French perfume house Histoires de Parfums doesn't sell in North American department stores: their offerings are strictly niche. (This is no guarantee, of course, that their scents are different from or better than anything you could buy at the local drugstore.) They started out in 2000 with a number of scents inspired by historical figures and named after dates: 1876 was the birthdate of Mata Hari, 1740 of the Marquis de Sade. They've also recently created a series of cheeky gourmands in cupcake-shaped bottles
, and admit it, you're plotzing from the cuteness, right?

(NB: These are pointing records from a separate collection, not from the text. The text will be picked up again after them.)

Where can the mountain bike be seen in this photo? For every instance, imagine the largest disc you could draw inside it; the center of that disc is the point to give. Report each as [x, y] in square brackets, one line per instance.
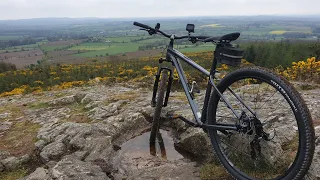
[259, 125]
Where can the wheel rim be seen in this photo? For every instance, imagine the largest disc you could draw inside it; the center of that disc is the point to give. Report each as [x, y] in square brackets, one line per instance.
[278, 118]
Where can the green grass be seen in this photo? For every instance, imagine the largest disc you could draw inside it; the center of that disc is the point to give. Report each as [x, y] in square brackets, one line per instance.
[113, 49]
[122, 39]
[7, 38]
[52, 48]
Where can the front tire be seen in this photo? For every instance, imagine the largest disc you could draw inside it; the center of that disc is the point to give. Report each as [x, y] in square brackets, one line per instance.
[157, 111]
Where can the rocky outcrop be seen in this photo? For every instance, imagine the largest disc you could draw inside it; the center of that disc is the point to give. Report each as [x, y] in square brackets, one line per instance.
[91, 149]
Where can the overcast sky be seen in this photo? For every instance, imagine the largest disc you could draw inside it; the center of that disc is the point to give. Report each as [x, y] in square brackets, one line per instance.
[24, 9]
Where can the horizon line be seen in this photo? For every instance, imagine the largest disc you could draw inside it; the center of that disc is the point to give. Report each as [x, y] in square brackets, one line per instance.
[166, 17]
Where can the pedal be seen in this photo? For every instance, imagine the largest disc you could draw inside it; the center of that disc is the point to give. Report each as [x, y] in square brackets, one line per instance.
[153, 103]
[171, 116]
[194, 88]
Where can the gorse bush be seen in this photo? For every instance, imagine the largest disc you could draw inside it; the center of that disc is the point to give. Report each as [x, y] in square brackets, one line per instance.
[283, 53]
[7, 67]
[48, 77]
[44, 77]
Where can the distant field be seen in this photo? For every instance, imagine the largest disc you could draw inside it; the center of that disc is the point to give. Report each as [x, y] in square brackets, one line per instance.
[7, 38]
[23, 58]
[212, 25]
[97, 50]
[121, 39]
[278, 32]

Even I am, and I'm so far from the target market that I might as well be on another planet.
A recent trio — because who launches a single scent any more? — in their Edition Rare series
is called Veni, Vidi, and Vici*, after Julius Caesar's famous description of his win at Zela: "I came, I saw, I conquered." Naturally, I had to try them, and naturally, I had to try them in order.

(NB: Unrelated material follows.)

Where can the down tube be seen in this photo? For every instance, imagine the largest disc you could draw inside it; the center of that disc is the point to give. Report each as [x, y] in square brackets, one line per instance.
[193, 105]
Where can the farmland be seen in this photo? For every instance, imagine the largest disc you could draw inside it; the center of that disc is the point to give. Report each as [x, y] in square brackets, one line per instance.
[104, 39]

When I first smelled Veni, my very first thought was, "Oh, thank god
." Because it's actually good! Because it's not's a terrible cookie-cutter men's scent. Because it doesn't smell like every other thing currently on the market. (At $175, it had better not.) It isn't absolutely perfect, but it is excellent, miles beyond anything you can smell in most department stores.
Here is what you are smelling, according to the Histoires de Parfums
Like the early explorers who ventured beyond the borders of the known world, VENI offers an olfactory adventure worthy of the Odyssey. Journeying from a familiar bow of Lavender, the Cardamom must contend with a groundswell of Ambergris and strong gusts of Galbanum before landing on a pristine beach of Cinnamon. It then enters a dense forest of Guaiacwood, only to discover a bed of Carnations that hold subtle scents of Saffron, Vanilla and Patchouli. A journey worthy of the ancient epic heroes….

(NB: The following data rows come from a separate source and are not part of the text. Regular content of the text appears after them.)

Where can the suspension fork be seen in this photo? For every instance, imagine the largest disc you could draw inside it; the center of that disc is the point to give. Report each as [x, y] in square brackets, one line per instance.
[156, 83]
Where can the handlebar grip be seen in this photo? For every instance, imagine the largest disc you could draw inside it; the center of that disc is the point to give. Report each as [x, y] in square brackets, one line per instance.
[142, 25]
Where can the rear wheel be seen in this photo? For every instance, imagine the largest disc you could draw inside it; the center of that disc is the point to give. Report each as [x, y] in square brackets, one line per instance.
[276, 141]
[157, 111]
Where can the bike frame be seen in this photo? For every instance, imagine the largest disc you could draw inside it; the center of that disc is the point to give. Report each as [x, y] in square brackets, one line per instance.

Typical perfume-house silliness, unfortunately, but that doesn't diminish Veni's general excellence. Although the house does not admit to one particular ingredient, Veni smells primarily of coffee to me: after a bright flash of herbal lavender and spices, it settles down to a warm, slightly sweet coffee-wood scent, sturdy and durable, profoundly masculine. Hours and hours later, it's still going strong. I don't think I need a bottle of this, because I already have a number of coffee scents (I adore Bond No. 9's New Haarlem
, and Pure Coffee
gets a lot
of wear), but don't let that stop you
from trying it and buying it.
* We English speakers generally pronounce "Veni, vidi, vici" as if it were Italian: "vay-nee, vee-dee, vee-chee". However, this is not how the Romans would have pronounced it. For starters, they pronounced V as either U ("Bvlgari") or W, but never as we do in English. ("Vacuum" in English is pronounced "vack-yoom": in Latin it would be approximately "wack-oo-um".) And so, according to Walter Carruthers Sellar and Robert Julian Yeatman in the jokey British history "1066 And All That",
Julius Caesar...set the memorable Latin sentence, "Veni, Vidi, Vici," which the Romans, who were all very well educated, construed correctly. The Britons, however, who of course still used the old pronunciation, understanding him to have called them "Weeny, Weedy and Weaky," lost heart and gave up the struggle, thinking that he had already divided them All into Three Parts.
You and I are not going to pronounce the name of a fragrance "Weeny", are we? No, we are not.